• March 19, 2024

Closing in on the genetics of tobacco addiction

Researchers at the Virginia Commonwealth University School of Pharmacy (VCUSP) have identified specific sets of genetic variants that are significantly associated with cigarette addiction, according to a story by Cynthia Mcmullen for Medical Xpress.

Pinpointing these genetic variants could eventually assist in identifying the biological mechanism behind nicotine addiction and in generating novel drug therapy targets to help people break their addiction to nicotine.

The study, “Deep Sequencing of Three Loci Implicated in Large-Scale Genome-Wide Association Study Smoking Meta-Analyses,” was published in August as an advanced online publication in the Oxford University Press journal Nicotine & Tobacco Research.

“We dug deeper into genes known to be associated with smoking,” said Shaunna L. Clark, Ph.D., research assistant professor, Center for Biomarker Research and Precision Medicine (CBRPM), VCUSP.

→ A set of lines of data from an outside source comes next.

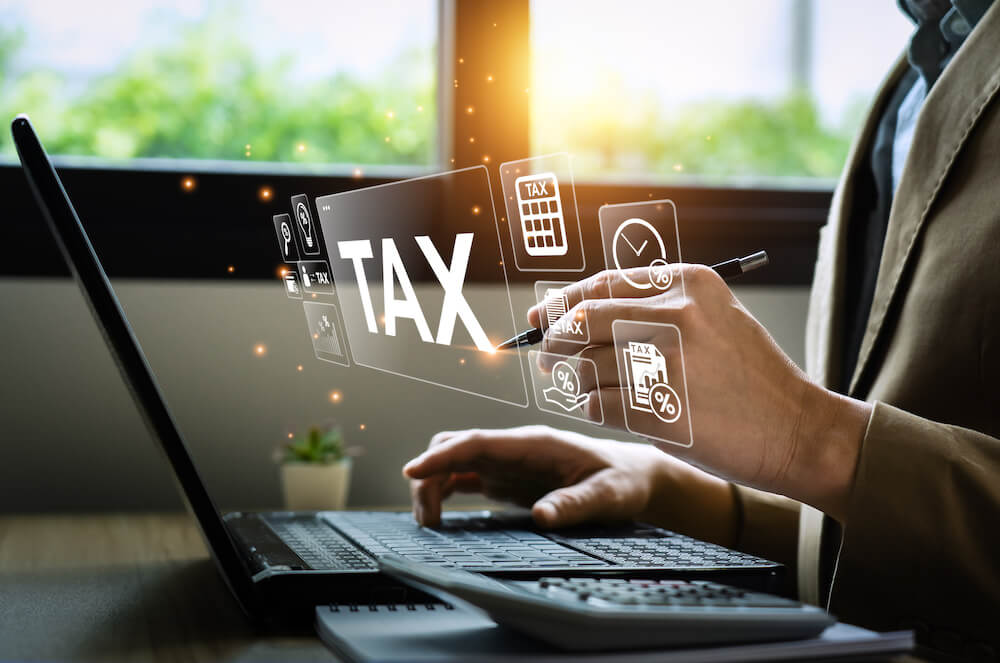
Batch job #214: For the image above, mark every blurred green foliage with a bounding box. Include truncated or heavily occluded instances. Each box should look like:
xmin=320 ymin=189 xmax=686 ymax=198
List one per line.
xmin=0 ymin=5 xmax=862 ymax=181
xmin=281 ymin=426 xmax=347 ymax=464
xmin=0 ymin=13 xmax=436 ymax=164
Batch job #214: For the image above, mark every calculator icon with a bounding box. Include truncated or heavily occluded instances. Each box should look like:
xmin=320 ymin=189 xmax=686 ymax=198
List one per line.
xmin=514 ymin=173 xmax=569 ymax=256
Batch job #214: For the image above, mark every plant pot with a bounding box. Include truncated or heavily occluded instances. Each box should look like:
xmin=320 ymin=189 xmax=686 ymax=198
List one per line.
xmin=281 ymin=458 xmax=351 ymax=511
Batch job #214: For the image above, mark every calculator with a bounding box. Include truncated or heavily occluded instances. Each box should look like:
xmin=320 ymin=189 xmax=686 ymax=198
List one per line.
xmin=379 ymin=556 xmax=836 ymax=651
xmin=514 ymin=173 xmax=569 ymax=256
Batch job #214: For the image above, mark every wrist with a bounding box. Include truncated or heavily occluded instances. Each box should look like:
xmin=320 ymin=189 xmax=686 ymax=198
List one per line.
xmin=637 ymin=454 xmax=739 ymax=548
xmin=781 ymin=384 xmax=872 ymax=524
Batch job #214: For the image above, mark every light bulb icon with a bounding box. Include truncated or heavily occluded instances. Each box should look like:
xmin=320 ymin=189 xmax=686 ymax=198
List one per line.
xmin=295 ymin=202 xmax=313 ymax=249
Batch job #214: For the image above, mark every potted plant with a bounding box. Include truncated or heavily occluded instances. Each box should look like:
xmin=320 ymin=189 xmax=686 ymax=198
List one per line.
xmin=278 ymin=426 xmax=353 ymax=511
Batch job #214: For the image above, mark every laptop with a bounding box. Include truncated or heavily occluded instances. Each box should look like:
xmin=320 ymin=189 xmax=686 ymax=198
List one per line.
xmin=11 ymin=115 xmax=784 ymax=622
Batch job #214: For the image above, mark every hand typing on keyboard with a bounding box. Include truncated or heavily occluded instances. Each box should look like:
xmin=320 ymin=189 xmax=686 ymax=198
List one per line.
xmin=403 ymin=426 xmax=735 ymax=545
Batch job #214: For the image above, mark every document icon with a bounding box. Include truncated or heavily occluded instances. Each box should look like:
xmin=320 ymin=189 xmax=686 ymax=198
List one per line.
xmin=514 ymin=173 xmax=569 ymax=256
xmin=623 ymin=341 xmax=667 ymax=412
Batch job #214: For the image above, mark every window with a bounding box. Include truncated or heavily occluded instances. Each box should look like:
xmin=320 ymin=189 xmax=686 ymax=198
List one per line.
xmin=0 ymin=0 xmax=438 ymax=165
xmin=531 ymin=0 xmax=912 ymax=185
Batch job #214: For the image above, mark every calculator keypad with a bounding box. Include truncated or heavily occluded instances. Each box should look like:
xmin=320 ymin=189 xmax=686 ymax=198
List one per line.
xmin=514 ymin=173 xmax=568 ymax=256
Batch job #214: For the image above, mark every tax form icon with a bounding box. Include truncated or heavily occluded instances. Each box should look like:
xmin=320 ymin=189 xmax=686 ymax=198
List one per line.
xmin=514 ymin=173 xmax=569 ymax=256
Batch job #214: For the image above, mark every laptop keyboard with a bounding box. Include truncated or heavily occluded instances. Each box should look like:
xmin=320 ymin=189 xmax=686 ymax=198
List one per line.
xmin=509 ymin=578 xmax=800 ymax=608
xmin=326 ymin=512 xmax=611 ymax=569
xmin=268 ymin=518 xmax=378 ymax=571
xmin=323 ymin=511 xmax=775 ymax=571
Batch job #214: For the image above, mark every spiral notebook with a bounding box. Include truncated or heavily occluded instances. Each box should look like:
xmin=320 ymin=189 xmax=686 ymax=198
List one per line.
xmin=316 ymin=601 xmax=913 ymax=663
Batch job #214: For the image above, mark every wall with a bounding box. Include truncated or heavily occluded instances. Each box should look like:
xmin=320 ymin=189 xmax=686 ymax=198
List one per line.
xmin=0 ymin=279 xmax=808 ymax=512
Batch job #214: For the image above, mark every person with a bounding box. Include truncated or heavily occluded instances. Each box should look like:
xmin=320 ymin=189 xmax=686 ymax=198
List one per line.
xmin=404 ymin=0 xmax=1000 ymax=658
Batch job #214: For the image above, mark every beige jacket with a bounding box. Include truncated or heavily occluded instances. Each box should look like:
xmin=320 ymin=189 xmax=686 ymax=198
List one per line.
xmin=739 ymin=3 xmax=1000 ymax=654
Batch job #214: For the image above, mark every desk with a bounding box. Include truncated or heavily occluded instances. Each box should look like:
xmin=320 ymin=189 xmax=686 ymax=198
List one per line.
xmin=0 ymin=514 xmax=336 ymax=662
xmin=0 ymin=514 xmax=912 ymax=662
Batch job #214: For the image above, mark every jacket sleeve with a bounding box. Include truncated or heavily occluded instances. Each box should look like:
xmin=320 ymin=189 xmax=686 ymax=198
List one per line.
xmin=830 ymin=402 xmax=1000 ymax=655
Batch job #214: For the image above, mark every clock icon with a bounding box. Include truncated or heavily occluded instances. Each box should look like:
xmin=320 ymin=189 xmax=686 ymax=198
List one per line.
xmin=611 ymin=218 xmax=668 ymax=290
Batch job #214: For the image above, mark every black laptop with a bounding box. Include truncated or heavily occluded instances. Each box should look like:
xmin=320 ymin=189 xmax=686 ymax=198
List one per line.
xmin=11 ymin=115 xmax=783 ymax=619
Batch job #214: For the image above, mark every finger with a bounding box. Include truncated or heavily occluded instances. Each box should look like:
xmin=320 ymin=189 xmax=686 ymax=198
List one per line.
xmin=531 ymin=468 xmax=642 ymax=528
xmin=528 ymin=263 xmax=683 ymax=329
xmin=410 ymin=475 xmax=448 ymax=527
xmin=584 ymin=387 xmax=628 ymax=430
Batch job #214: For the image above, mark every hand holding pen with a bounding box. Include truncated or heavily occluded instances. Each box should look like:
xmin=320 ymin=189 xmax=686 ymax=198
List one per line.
xmin=497 ymin=251 xmax=768 ymax=350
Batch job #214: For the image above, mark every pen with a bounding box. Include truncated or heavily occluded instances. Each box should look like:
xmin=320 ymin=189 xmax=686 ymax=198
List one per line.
xmin=497 ymin=251 xmax=769 ymax=350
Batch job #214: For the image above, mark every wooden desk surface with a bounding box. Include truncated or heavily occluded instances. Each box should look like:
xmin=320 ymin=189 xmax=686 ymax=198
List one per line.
xmin=0 ymin=514 xmax=336 ymax=662
xmin=0 ymin=514 xmax=912 ymax=662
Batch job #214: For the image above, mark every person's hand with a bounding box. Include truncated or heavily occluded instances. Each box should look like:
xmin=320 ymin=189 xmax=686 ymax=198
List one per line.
xmin=403 ymin=426 xmax=734 ymax=542
xmin=528 ymin=264 xmax=871 ymax=520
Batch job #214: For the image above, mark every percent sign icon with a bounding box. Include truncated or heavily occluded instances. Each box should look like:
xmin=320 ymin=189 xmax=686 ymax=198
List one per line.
xmin=649 ymin=382 xmax=681 ymax=424
xmin=552 ymin=361 xmax=580 ymax=395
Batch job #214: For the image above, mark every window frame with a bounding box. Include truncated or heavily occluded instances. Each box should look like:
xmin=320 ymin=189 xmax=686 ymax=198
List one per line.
xmin=0 ymin=0 xmax=832 ymax=286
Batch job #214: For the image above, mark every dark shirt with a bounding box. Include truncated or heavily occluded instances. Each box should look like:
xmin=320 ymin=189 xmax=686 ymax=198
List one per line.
xmin=820 ymin=0 xmax=993 ymax=602
xmin=839 ymin=0 xmax=993 ymax=393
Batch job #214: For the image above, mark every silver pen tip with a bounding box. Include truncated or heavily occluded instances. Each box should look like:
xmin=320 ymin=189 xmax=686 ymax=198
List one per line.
xmin=740 ymin=251 xmax=769 ymax=272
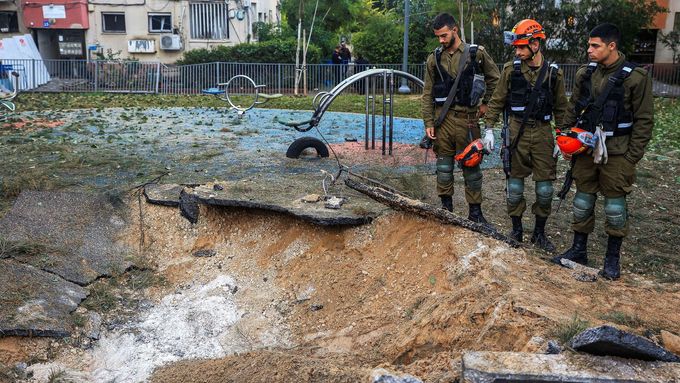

Previous large-scale, genome-wide association studies have identified three genes that are related to cigarette addiction, but the VCUSP-led study is the first to identify specific sets of genetic variants that might be responsible.

Researchers at the CBRPM sequenced the three genes and their adjacent regions to obtain a complete catalog of all the genetic variation that could be contributing to addiction.

Sequencing the entire gene allowed Clark and her colleagues to examine variants that other studies had not addressed, such as rare variants not commonly found in the population and regulatory variants that can increase or decrease gene expression.

“We found that the tendency toward nicotine addition is likely caused by many variants, each with a small effect,” Clark said. “Thus, multiple variants within the same gene are related to smoking.”